I'm a voracious reader. Although unedited from the archaic english Melville wrote in, it took me about 5 nights to read the book. About 1/3 slower than normal. I try to drag it out, enjoy it, you know?
Anyhow, among my favorite passages is Ahab's moment to harpoon the whale after chasing it across time and much of the globe. There are so few passages in books that truly capture the emotional weight of a true emotional climax for a man who has utterly and entirely committed himself to an action. You know that moment you think of, maybe one you've never truly even had to be in, where you utterly throw yourself at a goal that has become an obsession, where costs, consequences and calculations become meaningless in the name of a shot at catharsis? To me, surviving a moment like that is the very epitome of what it is to be a man- and the genius of Melville shows when he narrates this moment where a simple case of revenge has devolved into a one-way journey into hell.
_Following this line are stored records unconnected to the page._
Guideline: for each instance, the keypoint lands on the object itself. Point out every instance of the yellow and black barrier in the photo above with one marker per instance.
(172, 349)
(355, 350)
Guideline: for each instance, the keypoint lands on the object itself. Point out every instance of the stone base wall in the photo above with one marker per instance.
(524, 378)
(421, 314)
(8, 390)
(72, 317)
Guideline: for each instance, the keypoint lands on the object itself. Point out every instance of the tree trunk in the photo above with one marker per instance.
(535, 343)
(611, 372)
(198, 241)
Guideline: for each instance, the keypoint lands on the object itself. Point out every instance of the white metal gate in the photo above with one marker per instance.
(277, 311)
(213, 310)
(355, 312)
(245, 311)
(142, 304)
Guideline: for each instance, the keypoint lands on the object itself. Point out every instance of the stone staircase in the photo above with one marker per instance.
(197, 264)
All that most maddens and torments; all that stirs up the lees of things; all truth with malice in it; all that cracks the sinews and cakes the brain; all the subtle demonisms of life and thought; all evil, to crazy Ahab, were visibly personified, and made practically assailable in Moby-Dick. He piled upon the whale’s white hump the sum of all the general rage and hate felt by his whole race from Adam down; and then, as if his chest had been a mortar, he burst his hot heart’s shell upon it.
Goddam right he did.
1 comment:
This post is an example of why this blog is so much fun to read. One day we can be looking at pictures of half-naked Brazilian beauties, the next considering the worlds great literature.